Se dio cuenta de que había mirado al pueblo con desprecio, cuando en realidad estaba lleno de riquezas que el dinero no podía comprar, y que en el fondo era lo que extrañaba.
Evaristo pagó su cuenta, aquella vez, sin regatear y salió del local sin despedirse siquiera, pero poco después volvió.
—Quiero pedirle un favor —dijo, mirando al suelo, cómo avergonzado— Le dejaré pagado un ciento de cocadas, que quiero que distribuya entre toda esa gente, por favor — concluyó, señalando a la gente que estaba en la calle.

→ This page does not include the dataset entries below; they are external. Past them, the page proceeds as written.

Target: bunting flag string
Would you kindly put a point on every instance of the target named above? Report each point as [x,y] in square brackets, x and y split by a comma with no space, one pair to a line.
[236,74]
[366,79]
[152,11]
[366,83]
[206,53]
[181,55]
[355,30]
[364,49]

Desde ese día, cada cierto tiempo volvía al pueblo con su familia y luego solo con su esposa cuando sus hijos crecieron y se fueron.
Aún vestía bien, aún conducía su camioneta, pero ahora se detenía a conversar con los niños, compraba sin pedir descuento y, de vez en cuando, dejaba unas monedas en los bolsillos de los ancianos sin que ellos lo notaran.
Con los años, el pueblo cambió, como todo cambia. Algunos construyeron casas más grandes, otros prosperaron en sus negocios, pero lo que nunca cambió fue la presencia de Don Mateo y su espejo. Aún siguió allí, aún después que el partió al llamado del Señor, recordándole a todos que, en la vida, lo importante no es cuánto tienes, sino quién eres.
Y así, en aquel pueblo, la bodega siguió siendo un lugar donde la gente encontraba cosas… y, a veces, también encontraba su reflejo verdadero.